The actuarial interest rate is the discount rate used to calculate a pension fund's actuarial capital, technical reserves and funded status. A pension fund's actuarial capital has to be calculated once a year in accordance with legal guidelines. Basically, pension funds can only disburse what they have earned. If the rate of return on a pension fund's income is below the actuarial interest rate, the pension fund will become underfunded in the long run.

The Chamber publishes a reference rate once a year

Up to now, pension boards have set the actuarial interest rate individually for their own pension plans. At its recent Extra-ordinary General Meeting, the Swiss Chamber of Pension Actuaries adopted "Guideline FRP 4" on actuarial interest rates, effective 1 January 2012. The Guideline sets an interest rate to be used as a reference by pension plans when they set their own actuarial rate.

Market performance is the basis

According to the Guideline, the Chamber is to publish a reference rate once a year to be used by pension funds for the following year. The reference rate is based on the BVG-Index 2005 Pictet BVG-25 plus and the return on 10-year Federal bonds, both as at 30 September, calculated according to the formula set out in the Guideline. The result is rounded down to the nearest 0.25%. The reference rate for 2010 is 4.25%.

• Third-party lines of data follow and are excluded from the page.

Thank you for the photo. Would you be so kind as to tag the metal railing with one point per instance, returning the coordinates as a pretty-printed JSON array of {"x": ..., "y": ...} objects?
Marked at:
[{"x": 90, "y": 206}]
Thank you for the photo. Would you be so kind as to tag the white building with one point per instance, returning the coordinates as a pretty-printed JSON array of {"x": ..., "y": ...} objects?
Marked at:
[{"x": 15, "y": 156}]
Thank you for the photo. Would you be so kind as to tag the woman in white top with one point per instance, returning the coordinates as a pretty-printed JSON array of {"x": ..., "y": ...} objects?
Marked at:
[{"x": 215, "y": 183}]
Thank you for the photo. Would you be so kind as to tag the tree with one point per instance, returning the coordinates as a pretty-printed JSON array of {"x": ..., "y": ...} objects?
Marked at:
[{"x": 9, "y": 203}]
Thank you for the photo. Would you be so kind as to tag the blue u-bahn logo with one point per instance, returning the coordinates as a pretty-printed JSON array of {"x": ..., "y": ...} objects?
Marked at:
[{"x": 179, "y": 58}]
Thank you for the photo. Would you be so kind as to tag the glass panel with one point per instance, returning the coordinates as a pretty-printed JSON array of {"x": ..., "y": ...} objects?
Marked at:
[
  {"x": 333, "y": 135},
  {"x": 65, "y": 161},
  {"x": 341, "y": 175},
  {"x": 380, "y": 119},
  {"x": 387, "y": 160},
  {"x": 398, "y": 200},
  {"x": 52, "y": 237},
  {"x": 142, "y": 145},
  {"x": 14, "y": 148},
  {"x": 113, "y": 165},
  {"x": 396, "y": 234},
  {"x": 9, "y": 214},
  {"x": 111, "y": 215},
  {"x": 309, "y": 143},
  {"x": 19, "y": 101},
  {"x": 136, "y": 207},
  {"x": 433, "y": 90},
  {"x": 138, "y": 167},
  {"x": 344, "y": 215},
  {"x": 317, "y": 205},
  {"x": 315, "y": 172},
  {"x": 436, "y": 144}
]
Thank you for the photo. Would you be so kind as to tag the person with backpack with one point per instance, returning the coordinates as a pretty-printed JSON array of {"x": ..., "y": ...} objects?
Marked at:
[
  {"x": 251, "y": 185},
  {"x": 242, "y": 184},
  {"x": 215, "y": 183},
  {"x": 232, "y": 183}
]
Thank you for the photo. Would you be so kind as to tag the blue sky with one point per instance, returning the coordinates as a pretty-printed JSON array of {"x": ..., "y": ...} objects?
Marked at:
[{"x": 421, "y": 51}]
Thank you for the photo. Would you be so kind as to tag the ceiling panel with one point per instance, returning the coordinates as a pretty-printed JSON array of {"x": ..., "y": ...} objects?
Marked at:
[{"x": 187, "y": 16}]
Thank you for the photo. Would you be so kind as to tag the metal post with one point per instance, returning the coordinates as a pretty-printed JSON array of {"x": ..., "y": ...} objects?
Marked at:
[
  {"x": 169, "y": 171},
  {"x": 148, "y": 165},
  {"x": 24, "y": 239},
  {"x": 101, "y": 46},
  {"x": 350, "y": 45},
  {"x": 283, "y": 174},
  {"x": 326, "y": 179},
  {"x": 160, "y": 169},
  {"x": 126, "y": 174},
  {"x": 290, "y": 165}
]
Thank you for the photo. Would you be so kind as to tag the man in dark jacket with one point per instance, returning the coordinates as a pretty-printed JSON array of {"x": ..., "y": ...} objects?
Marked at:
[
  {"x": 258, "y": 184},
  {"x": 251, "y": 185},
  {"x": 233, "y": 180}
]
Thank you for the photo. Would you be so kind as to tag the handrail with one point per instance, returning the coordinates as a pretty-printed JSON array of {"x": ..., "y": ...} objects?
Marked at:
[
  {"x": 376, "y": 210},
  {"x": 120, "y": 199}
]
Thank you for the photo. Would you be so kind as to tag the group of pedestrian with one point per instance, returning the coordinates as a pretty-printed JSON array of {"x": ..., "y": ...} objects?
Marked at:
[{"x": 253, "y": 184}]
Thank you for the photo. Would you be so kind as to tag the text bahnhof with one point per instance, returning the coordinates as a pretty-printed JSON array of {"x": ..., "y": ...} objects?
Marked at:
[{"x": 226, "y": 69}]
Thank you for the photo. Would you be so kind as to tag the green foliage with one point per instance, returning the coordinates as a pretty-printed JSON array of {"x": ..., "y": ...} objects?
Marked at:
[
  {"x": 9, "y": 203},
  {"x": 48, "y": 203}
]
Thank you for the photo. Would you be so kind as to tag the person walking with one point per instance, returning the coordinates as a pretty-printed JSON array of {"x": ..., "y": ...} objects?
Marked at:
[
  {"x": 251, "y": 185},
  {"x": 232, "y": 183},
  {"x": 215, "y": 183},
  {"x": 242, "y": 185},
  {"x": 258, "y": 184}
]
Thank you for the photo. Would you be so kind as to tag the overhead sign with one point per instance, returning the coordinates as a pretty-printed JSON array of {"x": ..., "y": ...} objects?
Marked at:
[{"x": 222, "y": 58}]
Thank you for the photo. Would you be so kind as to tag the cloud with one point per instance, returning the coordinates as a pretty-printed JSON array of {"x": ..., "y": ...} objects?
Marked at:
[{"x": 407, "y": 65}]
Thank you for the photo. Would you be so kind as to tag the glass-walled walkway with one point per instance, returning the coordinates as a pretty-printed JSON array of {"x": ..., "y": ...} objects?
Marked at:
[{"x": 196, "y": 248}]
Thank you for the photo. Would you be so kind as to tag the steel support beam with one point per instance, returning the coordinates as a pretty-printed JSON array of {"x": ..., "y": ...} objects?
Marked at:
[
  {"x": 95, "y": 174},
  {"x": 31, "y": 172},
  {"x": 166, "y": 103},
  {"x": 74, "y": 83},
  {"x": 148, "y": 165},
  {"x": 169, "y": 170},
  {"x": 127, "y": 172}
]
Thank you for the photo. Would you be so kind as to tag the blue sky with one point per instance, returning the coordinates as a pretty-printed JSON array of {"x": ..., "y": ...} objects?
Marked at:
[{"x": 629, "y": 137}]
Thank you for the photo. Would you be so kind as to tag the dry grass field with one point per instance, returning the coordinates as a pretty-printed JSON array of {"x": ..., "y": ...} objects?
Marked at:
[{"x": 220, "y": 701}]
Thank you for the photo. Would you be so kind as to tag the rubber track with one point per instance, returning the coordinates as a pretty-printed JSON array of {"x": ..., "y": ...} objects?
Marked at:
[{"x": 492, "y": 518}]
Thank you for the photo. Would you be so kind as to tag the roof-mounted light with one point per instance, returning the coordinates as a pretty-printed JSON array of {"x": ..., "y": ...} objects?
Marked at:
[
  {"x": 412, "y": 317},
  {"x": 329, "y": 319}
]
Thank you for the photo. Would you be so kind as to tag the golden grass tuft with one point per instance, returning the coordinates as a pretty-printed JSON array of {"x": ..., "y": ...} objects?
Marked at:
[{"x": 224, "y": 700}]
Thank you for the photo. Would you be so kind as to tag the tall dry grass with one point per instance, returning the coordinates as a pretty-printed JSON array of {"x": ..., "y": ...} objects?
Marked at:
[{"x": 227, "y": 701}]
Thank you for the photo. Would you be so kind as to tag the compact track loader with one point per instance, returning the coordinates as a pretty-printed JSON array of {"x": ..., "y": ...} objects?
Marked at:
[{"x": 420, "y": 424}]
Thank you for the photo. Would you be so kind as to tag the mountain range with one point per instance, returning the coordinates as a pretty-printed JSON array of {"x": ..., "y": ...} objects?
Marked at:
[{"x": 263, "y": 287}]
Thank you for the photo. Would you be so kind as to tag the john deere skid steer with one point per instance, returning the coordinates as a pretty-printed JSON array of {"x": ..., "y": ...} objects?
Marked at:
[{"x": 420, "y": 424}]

Pension funds must observe the guideline reference rate

The reference rate may not be lower than the return on 10-year federal bonds nor higher than 4.5%. If a pension fund's actuarial rate is more than 0.25% over the reference rate, the pension actuary has to justify the variance. Failing such justification, the actuary has to propose measures to the pension board for eliminating the difference within seven years.